Visual ACL. Release 7.0 improves the Adept Developer toolkit by adding the Visual Adept Command Language ("Visual ACL"), a fourth-generation language tool based on the popular Galaxy software from Visix Software. Visual ACL incorporates earlier ACL functionality, and is backward compatible, but it provides cross-platform graphical user interface tools that ArborText has lacked. With these tools, users can modify their Adept toolbar and add or modify dialog boxes, including a full range of "widgets" such as combination boxes, scroll bars, radio buttons and spinners.

In Boston ArborText demonstrated a custom dialog box for forms-based data entry. Its dialog box could be populated from an array, another dialog or a document. Text and data entered in this manner were validated as SGML on output from the dialog. Adept Developer works with Adept Editor and Adept Publisher.

Still not whistling DSSSL. ArborText, one of only two vendors to support the CALS Output Specification that preceded DSSSL, has not rushed to embrace the new, more generic standard. The company says it intends to support DSSSL, but it has not yet committed to what form that will take.

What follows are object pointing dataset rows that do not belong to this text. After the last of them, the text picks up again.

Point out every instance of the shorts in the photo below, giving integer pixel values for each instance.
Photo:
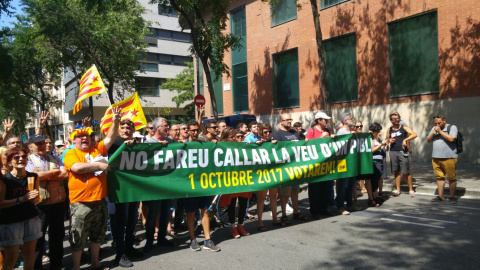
(445, 167)
(287, 191)
(15, 234)
(193, 204)
(399, 162)
(88, 221)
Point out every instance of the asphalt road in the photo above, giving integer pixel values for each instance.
(404, 233)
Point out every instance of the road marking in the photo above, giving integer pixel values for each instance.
(413, 223)
(464, 207)
(400, 215)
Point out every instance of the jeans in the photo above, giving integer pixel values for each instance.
(345, 191)
(51, 216)
(162, 206)
(126, 215)
(318, 197)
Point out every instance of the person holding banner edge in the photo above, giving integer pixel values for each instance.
(87, 190)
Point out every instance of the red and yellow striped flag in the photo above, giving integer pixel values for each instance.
(131, 110)
(90, 85)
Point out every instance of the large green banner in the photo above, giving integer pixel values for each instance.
(151, 171)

Release details. The standard version of release 7.0 is due in the second quarter of 1997 for all current platforms; it is free to customers under maintenance contracts.

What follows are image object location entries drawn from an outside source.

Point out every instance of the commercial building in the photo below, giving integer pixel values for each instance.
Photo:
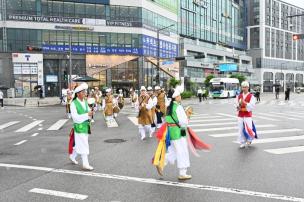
(216, 29)
(114, 41)
(278, 60)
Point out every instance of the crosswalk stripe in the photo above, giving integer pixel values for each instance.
(133, 120)
(212, 124)
(8, 124)
(286, 150)
(271, 115)
(29, 126)
(277, 139)
(58, 124)
(259, 132)
(231, 128)
(211, 120)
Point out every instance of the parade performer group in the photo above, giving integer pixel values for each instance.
(81, 115)
(245, 103)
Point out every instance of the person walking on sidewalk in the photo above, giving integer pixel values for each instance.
(245, 103)
(200, 94)
(1, 99)
(81, 115)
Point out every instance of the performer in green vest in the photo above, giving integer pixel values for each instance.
(81, 114)
(177, 121)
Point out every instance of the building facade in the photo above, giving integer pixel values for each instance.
(277, 59)
(113, 41)
(216, 29)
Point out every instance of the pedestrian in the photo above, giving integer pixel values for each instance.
(108, 105)
(204, 94)
(287, 93)
(81, 115)
(162, 104)
(1, 99)
(258, 93)
(245, 103)
(144, 113)
(153, 99)
(200, 94)
(277, 90)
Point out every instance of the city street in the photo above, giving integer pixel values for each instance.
(34, 163)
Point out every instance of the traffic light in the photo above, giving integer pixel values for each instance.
(33, 48)
(296, 37)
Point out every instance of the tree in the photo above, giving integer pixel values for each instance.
(208, 78)
(174, 82)
(238, 76)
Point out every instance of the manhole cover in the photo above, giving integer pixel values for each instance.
(115, 140)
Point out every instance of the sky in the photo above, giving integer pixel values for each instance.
(299, 3)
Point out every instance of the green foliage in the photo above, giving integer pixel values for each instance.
(174, 82)
(208, 78)
(186, 94)
(238, 76)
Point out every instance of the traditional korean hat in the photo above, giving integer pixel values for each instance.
(143, 88)
(177, 92)
(245, 84)
(81, 87)
(157, 88)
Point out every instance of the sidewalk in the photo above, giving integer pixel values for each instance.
(31, 102)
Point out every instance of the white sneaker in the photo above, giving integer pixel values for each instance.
(73, 161)
(87, 168)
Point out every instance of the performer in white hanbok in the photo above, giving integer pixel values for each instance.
(81, 115)
(245, 103)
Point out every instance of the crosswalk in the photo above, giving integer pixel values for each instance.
(223, 126)
(34, 125)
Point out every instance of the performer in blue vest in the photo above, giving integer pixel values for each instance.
(81, 114)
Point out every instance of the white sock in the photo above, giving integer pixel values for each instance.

Release Details. The Asian version will be rolled out in separate releases, with the Adept Editor, Publisher and Document Architect coming out first on the Solaris 2.4 platform in the second quarter, followed by the Adept Editor for NT. Pricing for the Asian version will be about 20% higher than for the standard one. There is no word yet on when the new developer toolkit will be available or what it will cost. The price of DMS adapters will vary, but it should be in the range of $200 per seat. The price of the SGML DataBlade, which is currently undergoing beta testing, has not been set.

Our take. Release 7.0 takes ArborText up an important step toward integrated systems. Rather than building document management tools itself, it is working with a variety of partners to make the whole connection process much easier on integrators and end users. It is an important effort because until now the only such integration has happened within a single vendor's product line (e.g., Interleaf's) or through considerable pain on the part of the document management vendor (e.g., Xyvision, Texcel, etc.). The Willow approach should help all parties by reducing the development and integration effort needed to tie these systems together in a way that is productive for end users. Bartlett summed it up nicely: "Willow allows editing a compound document consisting of multiple objects as if it were a single document." Until the industry can see enough commonality across editors to develop a single API, Willow represents a sensible tack that most SGML-editing-tool vendors would do well to emulate.

In another sense, ArborText is the first editing-tool vendor to commercialize "component editing," a marked departure from the file-based editing approach that dominates the marketplace. In this regard, its work in SGML components actually foreshadows a move we think will come to the entire market—that is, a shift from file-based editing to object-based editing. Not many document-management systems are yet SGML aware, but many will soon be object aware. In that sense, Adept 7, in conjunction with the Object Browser, is a peek into the future of content-driven editorial systems in general, not just those for SGML.